Una carrera extensa y un palmarés admirable (la Euroliga 2010, una Liga ACB 2008-2009, dos Copas 2007 y 2010, dos Supercopas y un MVP de la Copa del Rey 2007, todos con el Barça) después de 20 años como profesional adornan la brillante hoja de servicios de Trias, que ha sabido completar el círculo, volviendo a sus orígenes. La aventura que comenzó en la cantera del Sant Josep Girona, hace ya 30 años, ha concluido  en el Bàsquet Girona, el club propiedad de Marc Gasol, que le dio la pasada temporada la posibilidad de jugar un último año en casa.  “No podía decir que no. El lugar donde abrí la puerta con cierto miedo era la mejor forma de cerrar el círculo”, afirma.

El viaje, confiesa Trias, ha valido la pena. Desde sus inicios en el Casademont Girona (2004-2005), a su etapa en el Barça (2005-2010), en el Joventut (2010-13), el Andorra (2013-15), el Valencia (2015-16), todos en ACB, un paso por la LEB Oro en el Barça B (2016-17), en el Manresa (2017-2018) y el cierre en el Bàsquet Girona, en la LEB Plata. “He tenido una carrera bastante particular. Lo he vivido cai todo. He estado arriba y también abajo, he logrado títulos, ascensos de categoría. He pasado por muchos clubs, la mayoría de ellos catalanes, y me siento feliz y orgulloso de haber estado en todos y también de mi carrera”, asegura.

Momentos inolvidables

Sin dudar admite que la mejor época fue la del Barça, y que algunos de los mejores recuerdos los vivió en azulgrana, aunque entre los cinco o seis de la lista incluiría el ascenso a la ACB con el Manresa (fue elegido el MVP de la temporada) o el debut en Girona. “La del Barça fue una etapa de plenitud, de los 24 a los 30 años, donde viví las emociones más fuertes, la Euroliga, la Copa de Málaga, una etapa cargada de ambición”, aunque, visto ahora con distancia, reconoce que ha saboreado más el momento en Manresa, con el ascenso, en Valencia o Girona.

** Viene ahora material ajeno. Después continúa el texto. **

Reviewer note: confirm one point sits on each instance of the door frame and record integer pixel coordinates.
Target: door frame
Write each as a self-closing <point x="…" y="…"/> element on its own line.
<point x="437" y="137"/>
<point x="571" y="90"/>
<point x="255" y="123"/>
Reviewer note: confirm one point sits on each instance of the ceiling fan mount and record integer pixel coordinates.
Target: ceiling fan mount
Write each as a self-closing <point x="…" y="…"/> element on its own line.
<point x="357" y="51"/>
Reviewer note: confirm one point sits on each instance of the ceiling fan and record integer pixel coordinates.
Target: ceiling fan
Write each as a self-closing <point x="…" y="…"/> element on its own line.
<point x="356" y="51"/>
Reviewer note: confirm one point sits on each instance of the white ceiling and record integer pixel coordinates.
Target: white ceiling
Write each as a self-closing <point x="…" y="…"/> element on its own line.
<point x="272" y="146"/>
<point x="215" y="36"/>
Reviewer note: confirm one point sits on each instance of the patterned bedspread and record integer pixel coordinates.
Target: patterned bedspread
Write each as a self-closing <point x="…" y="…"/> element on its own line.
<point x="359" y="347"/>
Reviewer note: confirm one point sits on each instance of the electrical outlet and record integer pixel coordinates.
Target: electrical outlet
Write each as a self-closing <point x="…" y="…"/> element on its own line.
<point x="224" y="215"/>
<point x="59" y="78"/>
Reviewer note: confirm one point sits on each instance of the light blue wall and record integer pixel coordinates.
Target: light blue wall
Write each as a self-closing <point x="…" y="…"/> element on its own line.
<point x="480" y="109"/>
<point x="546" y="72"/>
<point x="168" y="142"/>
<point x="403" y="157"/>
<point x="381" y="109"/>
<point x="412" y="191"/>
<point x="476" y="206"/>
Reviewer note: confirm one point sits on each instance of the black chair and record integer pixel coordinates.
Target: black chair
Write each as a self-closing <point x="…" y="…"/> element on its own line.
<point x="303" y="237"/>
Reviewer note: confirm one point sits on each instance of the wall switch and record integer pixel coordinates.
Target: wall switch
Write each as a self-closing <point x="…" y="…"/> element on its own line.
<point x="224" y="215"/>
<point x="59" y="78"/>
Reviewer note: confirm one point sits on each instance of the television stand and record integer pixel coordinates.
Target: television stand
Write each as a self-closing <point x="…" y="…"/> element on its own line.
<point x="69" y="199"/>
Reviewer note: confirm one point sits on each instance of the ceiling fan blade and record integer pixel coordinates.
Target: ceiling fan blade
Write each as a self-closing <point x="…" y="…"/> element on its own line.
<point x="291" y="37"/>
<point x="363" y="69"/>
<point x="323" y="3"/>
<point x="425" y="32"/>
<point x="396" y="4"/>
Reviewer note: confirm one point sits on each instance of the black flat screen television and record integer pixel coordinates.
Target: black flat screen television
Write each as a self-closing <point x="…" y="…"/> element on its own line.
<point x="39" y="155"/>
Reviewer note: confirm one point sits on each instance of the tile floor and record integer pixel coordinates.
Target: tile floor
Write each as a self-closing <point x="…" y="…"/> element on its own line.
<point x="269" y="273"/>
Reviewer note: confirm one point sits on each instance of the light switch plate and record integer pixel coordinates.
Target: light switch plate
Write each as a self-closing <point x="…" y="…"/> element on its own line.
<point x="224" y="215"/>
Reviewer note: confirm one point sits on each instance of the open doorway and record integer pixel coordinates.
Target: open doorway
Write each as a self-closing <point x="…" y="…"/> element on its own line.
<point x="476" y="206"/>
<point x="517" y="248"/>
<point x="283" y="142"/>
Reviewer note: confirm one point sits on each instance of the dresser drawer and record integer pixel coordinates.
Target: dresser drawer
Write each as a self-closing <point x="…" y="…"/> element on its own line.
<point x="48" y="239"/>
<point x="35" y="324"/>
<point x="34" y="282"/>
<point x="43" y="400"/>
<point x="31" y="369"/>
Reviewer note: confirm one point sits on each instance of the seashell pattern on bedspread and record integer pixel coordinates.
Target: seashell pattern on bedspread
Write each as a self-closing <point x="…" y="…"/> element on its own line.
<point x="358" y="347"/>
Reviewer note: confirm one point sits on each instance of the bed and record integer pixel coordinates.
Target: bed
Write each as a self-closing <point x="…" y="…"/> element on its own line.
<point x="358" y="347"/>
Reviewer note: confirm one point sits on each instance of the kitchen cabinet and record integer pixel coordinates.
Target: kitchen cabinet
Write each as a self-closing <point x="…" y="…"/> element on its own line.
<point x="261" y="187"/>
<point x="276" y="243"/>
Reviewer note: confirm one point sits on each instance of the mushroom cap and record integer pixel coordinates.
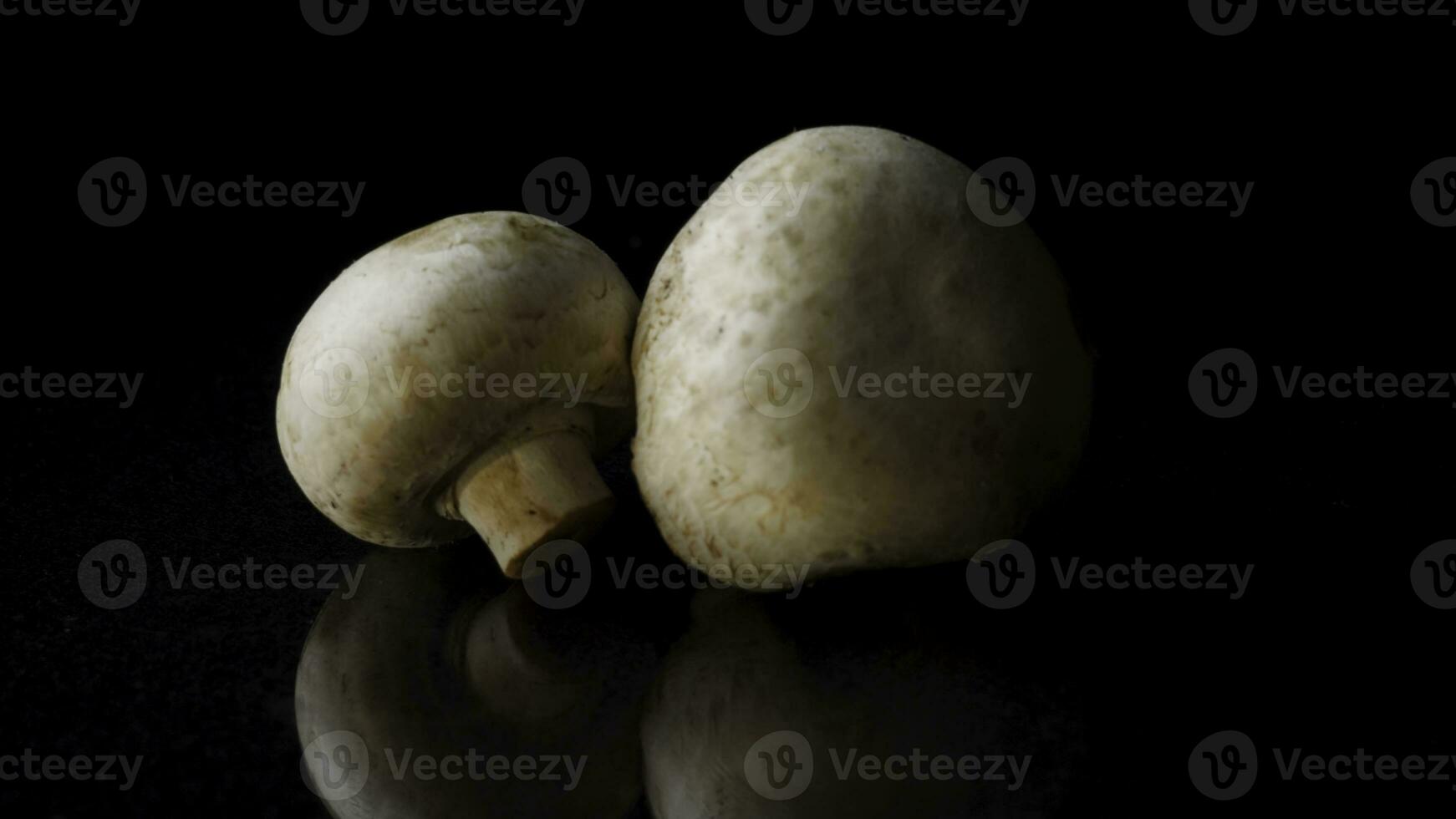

Trias, junto a Ricky Rubio, en un partido en el Palau de la pasada temporada / JAVI FERRANDIZ

“En el Barça la presión es máxima, incluso en el día a día”, cuenta Trias que en el año de la Euroliga ganó algunos de los mejores amigos que aún conserva. “Tenemos un grupo de Whatsapp con Ricky (Rubio), con Roger (Grimau), cnn Victor (Sada), con Juanqui (Navarro)... y aún quedamos para cenar. En esa época, aunque acabáramos muy tarde los entrenos, nos alargábamos en el vestuario, hablando, con alguna partida de cartas, salíamos a cenar. Construimos una grandísima relación, una química, que luego nos ayudó a ganar”.

Casi todos estuvieron este pasado miércoles en el Palau Blaugrana, donde el Barça le rindió un homenaje. Sus excompañeros le entregaron una camiseta enmarcada para reconocerle su trayectoria, entre el aplauso de la afición.  “Fue un detalle. No me esperaba que hicieran nada. Al final lo que te queda eso también: el cariño de la gente”, subraya Trias. “Espero que me recuerden, sobre todo, como un jugador implicado, con mentalidad ganadora. Que siempre intentaba ser positivo y adaptarse para dar lo mejor al equipo”.